I played the lotto on Friday the 13th. I didn’t win. This isn’t some happy fairy story. But Jacks won $20 on a scratch off. Maybe her luck was my luck by proximity. Really, I have been more fortunate lately. In September, I was offered and accepted a new job in ICU/TU when the odds of finding a new job in this economy are 5%. I’m not sure who came up with that number, but it makes a good story. The 1st day that I worked  in ICU on my own, I had a seriously critically ill patient on a ventilator with an ART line, CVP line and about 7 IV solutions all working to keep this patient alive. I would not have been surprised if this patient had died, but the patient lived that night and the next night. My new boss sent an e-mail congratulating me on my good work! Me, who was scared shitless to work in ICU.

Last week I received an acceptance letter from Vagabondage Press. They accepted “The Key Collector” for The Battered Suitcase for the Spring 2010 issue. http://www.vagabondagepress.com/  <INSERT COMMERCIAL HERE.>

It’s not just me either. Some of my MFA buddies have reported prize nominations and acceptances for their writings. My MFA buddies say that this new fortune should be attributed to Gary Dop. http://www.garydop.com/index.html Gary Dop is God, they say.
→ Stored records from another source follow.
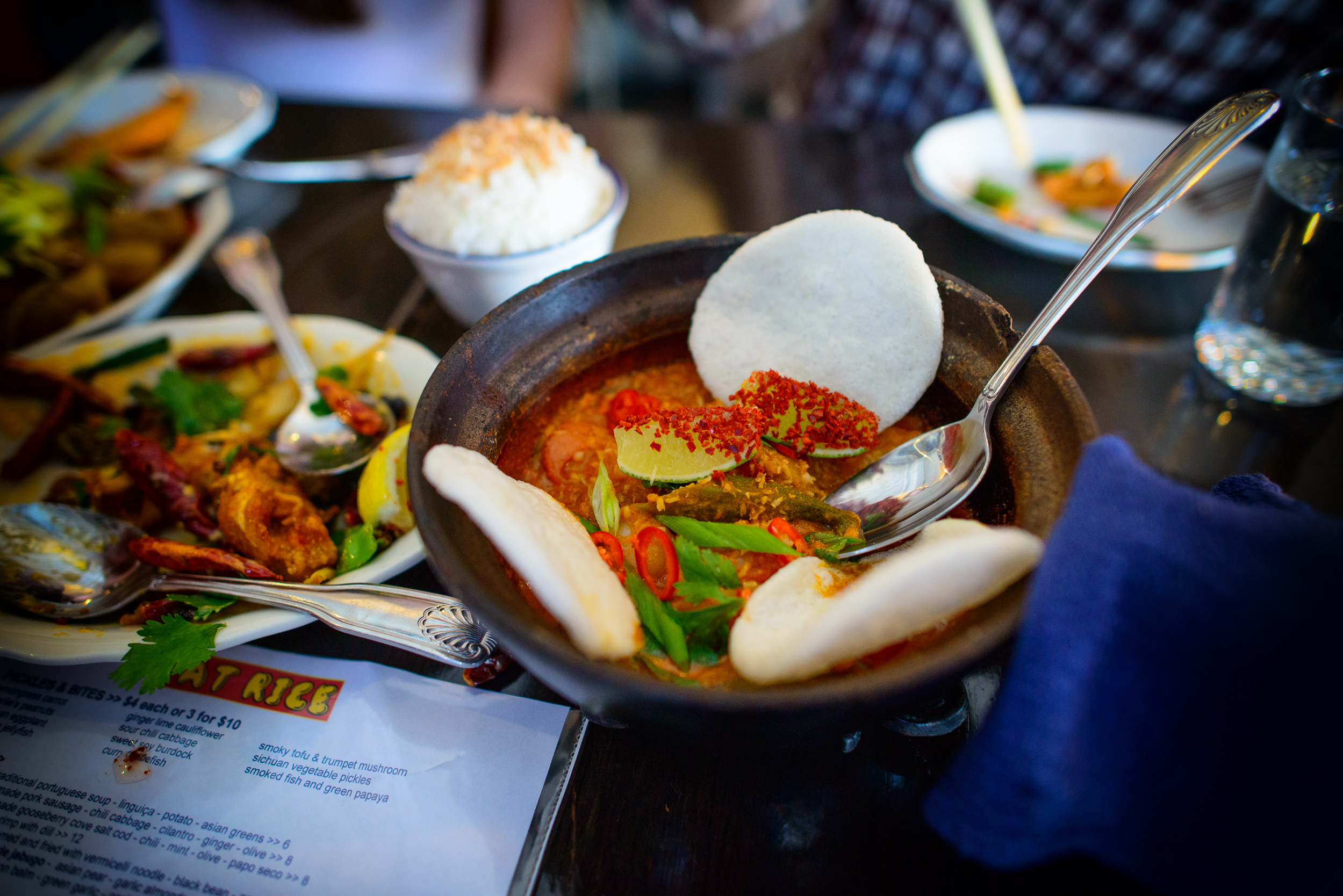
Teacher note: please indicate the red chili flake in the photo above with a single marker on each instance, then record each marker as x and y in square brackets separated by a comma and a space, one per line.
[731, 430]
[822, 417]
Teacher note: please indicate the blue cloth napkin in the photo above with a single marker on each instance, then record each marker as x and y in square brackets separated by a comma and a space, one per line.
[1173, 702]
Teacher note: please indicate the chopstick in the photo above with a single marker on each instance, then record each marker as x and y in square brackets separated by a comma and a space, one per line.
[989, 50]
[78, 90]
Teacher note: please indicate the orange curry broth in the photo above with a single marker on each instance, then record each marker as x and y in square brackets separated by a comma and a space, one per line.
[558, 445]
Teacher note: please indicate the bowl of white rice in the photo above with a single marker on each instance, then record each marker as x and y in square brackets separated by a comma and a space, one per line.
[500, 203]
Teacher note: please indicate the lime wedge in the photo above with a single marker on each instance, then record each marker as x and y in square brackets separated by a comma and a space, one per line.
[383, 494]
[687, 444]
[809, 418]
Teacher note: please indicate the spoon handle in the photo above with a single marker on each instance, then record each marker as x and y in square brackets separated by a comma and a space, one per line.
[432, 625]
[253, 269]
[1180, 165]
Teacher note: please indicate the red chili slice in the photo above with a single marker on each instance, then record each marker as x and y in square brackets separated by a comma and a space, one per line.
[784, 531]
[630, 403]
[612, 553]
[641, 561]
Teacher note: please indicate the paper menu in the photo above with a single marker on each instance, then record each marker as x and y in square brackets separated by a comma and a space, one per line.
[365, 781]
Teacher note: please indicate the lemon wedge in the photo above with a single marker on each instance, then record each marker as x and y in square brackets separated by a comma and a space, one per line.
[383, 492]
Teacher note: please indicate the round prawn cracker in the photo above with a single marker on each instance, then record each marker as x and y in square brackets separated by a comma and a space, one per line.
[841, 299]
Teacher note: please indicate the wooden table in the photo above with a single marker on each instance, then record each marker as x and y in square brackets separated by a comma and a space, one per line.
[647, 819]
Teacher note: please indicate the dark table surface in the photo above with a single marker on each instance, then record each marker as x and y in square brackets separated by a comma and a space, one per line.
[644, 817]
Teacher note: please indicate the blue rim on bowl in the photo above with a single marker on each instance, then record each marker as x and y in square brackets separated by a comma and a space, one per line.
[617, 208]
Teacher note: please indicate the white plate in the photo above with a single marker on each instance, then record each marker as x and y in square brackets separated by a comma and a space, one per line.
[954, 155]
[213, 213]
[227, 117]
[42, 641]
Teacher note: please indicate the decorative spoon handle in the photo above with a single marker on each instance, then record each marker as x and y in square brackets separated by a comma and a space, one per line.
[432, 625]
[253, 269]
[1175, 170]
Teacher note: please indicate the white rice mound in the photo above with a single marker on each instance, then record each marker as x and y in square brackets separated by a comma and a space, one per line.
[795, 626]
[840, 299]
[500, 186]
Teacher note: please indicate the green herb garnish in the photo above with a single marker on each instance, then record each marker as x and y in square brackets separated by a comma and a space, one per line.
[206, 604]
[704, 574]
[170, 648]
[197, 406]
[993, 195]
[1052, 167]
[828, 546]
[726, 535]
[125, 359]
[606, 507]
[657, 621]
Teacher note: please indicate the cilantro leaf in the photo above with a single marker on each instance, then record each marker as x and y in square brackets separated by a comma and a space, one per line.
[197, 406]
[726, 535]
[206, 604]
[704, 573]
[171, 647]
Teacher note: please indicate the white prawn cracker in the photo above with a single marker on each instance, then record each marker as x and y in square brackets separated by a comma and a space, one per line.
[795, 626]
[840, 299]
[547, 546]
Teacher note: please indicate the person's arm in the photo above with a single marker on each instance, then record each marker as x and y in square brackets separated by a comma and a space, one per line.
[534, 42]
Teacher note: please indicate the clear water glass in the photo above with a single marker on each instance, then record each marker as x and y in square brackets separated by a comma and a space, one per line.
[1275, 327]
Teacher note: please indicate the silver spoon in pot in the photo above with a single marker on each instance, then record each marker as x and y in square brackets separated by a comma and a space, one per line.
[69, 563]
[924, 479]
[307, 442]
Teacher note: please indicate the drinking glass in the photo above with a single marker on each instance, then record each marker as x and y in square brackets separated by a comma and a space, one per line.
[1275, 327]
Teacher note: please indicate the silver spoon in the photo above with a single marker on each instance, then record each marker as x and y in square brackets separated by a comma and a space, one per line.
[68, 563]
[924, 479]
[305, 442]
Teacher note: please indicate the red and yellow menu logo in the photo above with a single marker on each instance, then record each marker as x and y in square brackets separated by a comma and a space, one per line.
[250, 685]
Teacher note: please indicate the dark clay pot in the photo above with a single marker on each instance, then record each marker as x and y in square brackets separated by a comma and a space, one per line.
[563, 326]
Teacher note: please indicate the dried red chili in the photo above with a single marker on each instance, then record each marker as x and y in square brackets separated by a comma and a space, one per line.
[612, 553]
[22, 377]
[207, 360]
[34, 449]
[642, 543]
[784, 531]
[194, 558]
[732, 430]
[820, 415]
[164, 483]
[347, 406]
[630, 403]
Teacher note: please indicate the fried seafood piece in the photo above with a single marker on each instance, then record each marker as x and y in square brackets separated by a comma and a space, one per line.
[167, 484]
[349, 409]
[267, 516]
[195, 558]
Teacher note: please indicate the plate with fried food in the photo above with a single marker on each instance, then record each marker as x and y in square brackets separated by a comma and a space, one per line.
[170, 426]
[1086, 160]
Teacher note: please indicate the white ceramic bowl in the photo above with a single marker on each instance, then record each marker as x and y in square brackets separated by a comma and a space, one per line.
[214, 211]
[33, 640]
[954, 155]
[469, 286]
[227, 117]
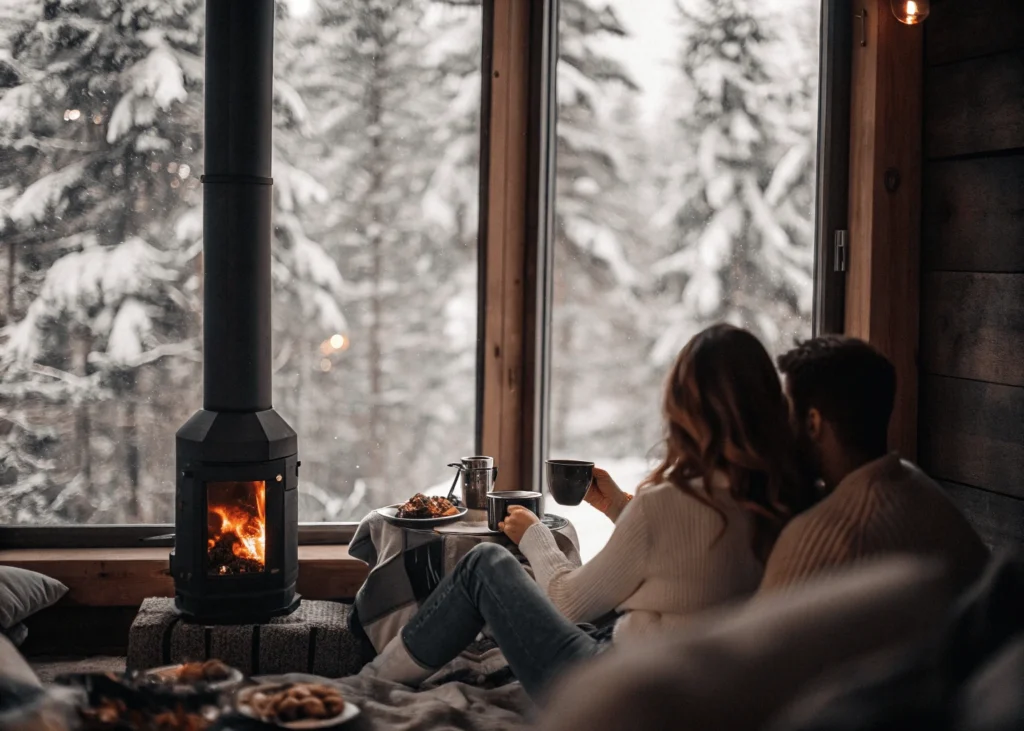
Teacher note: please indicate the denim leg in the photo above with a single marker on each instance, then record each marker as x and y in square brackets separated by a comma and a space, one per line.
[491, 588]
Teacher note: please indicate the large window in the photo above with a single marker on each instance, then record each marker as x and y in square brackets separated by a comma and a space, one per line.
[684, 196]
[375, 268]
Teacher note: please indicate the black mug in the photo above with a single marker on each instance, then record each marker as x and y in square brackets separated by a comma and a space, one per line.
[568, 480]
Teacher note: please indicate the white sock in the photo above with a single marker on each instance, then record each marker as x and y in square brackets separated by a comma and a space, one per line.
[395, 664]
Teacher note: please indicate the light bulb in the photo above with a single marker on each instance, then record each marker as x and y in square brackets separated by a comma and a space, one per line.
[911, 11]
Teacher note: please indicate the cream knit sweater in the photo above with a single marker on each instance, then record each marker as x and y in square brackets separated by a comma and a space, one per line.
[662, 562]
[886, 506]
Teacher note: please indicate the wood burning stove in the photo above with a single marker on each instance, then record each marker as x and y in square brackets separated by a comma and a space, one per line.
[236, 541]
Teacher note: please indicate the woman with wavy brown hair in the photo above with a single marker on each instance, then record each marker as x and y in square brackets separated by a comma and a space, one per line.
[696, 534]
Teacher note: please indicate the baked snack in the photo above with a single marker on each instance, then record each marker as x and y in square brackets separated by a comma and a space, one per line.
[209, 672]
[301, 701]
[420, 506]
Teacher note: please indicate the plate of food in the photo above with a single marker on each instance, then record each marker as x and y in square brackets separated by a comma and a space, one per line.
[189, 679]
[298, 705]
[422, 512]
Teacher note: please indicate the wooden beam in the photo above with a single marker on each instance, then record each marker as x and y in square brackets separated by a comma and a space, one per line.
[125, 576]
[503, 361]
[972, 432]
[882, 294]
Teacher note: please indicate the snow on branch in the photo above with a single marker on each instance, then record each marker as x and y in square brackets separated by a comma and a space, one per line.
[47, 194]
[156, 83]
[94, 277]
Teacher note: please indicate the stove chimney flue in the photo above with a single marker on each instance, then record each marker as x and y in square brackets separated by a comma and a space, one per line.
[238, 198]
[236, 508]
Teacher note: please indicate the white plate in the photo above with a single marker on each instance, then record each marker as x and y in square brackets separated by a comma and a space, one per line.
[347, 714]
[390, 514]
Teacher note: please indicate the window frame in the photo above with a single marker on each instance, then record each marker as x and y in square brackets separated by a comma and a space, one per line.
[518, 116]
[832, 209]
[310, 533]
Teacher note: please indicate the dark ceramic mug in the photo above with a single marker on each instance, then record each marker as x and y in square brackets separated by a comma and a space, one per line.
[500, 502]
[568, 480]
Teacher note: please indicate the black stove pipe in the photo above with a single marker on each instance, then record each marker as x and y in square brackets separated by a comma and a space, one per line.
[237, 205]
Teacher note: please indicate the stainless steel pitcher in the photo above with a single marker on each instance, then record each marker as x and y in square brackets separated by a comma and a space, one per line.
[478, 475]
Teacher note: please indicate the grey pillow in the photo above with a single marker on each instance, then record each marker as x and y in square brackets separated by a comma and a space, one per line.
[23, 593]
[17, 634]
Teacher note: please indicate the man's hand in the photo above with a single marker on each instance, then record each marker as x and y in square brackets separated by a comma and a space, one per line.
[517, 522]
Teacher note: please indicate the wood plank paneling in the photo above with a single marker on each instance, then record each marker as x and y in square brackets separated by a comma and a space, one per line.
[974, 214]
[997, 518]
[79, 631]
[975, 106]
[972, 326]
[883, 280]
[964, 29]
[973, 433]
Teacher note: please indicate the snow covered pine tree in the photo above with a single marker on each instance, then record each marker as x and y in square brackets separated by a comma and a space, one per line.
[739, 248]
[100, 357]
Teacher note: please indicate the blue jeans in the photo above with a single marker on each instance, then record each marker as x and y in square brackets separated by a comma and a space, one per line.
[491, 588]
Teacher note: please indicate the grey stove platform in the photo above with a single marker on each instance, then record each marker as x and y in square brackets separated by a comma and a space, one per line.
[314, 639]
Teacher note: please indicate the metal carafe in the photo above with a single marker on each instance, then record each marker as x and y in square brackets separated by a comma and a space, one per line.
[478, 476]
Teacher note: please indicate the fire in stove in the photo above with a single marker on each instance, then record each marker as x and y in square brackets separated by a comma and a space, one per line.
[236, 527]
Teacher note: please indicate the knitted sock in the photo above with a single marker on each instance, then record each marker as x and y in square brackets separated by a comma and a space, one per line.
[395, 664]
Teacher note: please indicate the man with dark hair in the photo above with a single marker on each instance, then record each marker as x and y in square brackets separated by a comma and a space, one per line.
[841, 394]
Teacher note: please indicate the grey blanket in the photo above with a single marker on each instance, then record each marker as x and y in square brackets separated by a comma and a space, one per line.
[407, 565]
[452, 705]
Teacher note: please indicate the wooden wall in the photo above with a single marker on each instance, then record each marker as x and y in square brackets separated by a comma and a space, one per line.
[971, 419]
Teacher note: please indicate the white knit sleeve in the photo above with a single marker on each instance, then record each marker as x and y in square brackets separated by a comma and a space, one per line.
[603, 583]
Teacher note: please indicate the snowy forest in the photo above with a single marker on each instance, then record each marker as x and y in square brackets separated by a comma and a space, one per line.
[684, 196]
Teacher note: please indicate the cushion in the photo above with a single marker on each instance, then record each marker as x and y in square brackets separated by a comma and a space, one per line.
[13, 667]
[16, 634]
[736, 668]
[23, 593]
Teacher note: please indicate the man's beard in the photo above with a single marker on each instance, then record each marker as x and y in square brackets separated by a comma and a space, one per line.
[809, 457]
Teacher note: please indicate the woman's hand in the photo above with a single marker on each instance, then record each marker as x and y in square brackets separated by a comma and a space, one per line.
[517, 522]
[603, 493]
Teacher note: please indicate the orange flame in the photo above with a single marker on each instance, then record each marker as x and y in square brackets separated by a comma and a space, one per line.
[242, 510]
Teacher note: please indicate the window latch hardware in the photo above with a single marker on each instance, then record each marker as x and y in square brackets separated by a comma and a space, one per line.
[842, 248]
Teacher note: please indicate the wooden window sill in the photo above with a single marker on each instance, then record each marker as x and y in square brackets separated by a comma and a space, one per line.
[125, 576]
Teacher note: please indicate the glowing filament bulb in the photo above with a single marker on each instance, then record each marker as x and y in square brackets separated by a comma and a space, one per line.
[910, 11]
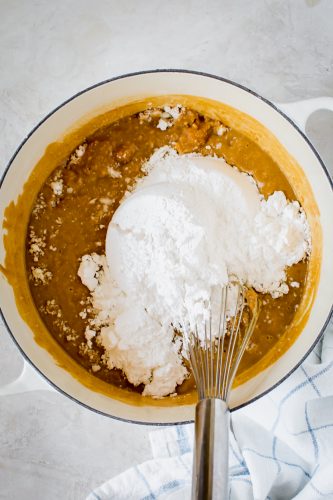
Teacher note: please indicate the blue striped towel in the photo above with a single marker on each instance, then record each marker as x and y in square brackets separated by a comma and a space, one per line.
[281, 446]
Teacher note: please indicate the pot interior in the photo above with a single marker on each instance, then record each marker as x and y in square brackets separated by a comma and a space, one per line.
[244, 110]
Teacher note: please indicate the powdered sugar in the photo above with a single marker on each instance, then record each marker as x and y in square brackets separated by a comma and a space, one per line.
[189, 225]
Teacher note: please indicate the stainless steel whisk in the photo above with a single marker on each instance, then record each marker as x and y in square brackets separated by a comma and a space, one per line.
[215, 353]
He is also a University of Nebraska MFA graduate. It’s rumored that his poetry gets published every month. In fact, he might even get paid to write.  So they follow the Commandments of Dop, hoping that they too can receive publishing blessings. #1 Send out multiple submissions. #2 Snail mail has a better chance of being accepted than e-mail. #3 Keep sending out multiple submissions. Okay, so I don’t really know the commandments, because I don’t believe in Gary Dop. I believe that he exists. I just don’t believe in his supernatural powers. And then I took his name in vain. Gary Dop Damn it! My MFA buddies chastised me. Maybe if I believed in Gary Dop, I’d win the lotto. Maybe I could make a Gary Dop shrine and pray to his mother. Maybe I could hang a painting of him over my bed, so he could look down upon me while I sleep peacefully in my bed and dream about winning the lotto and getting published.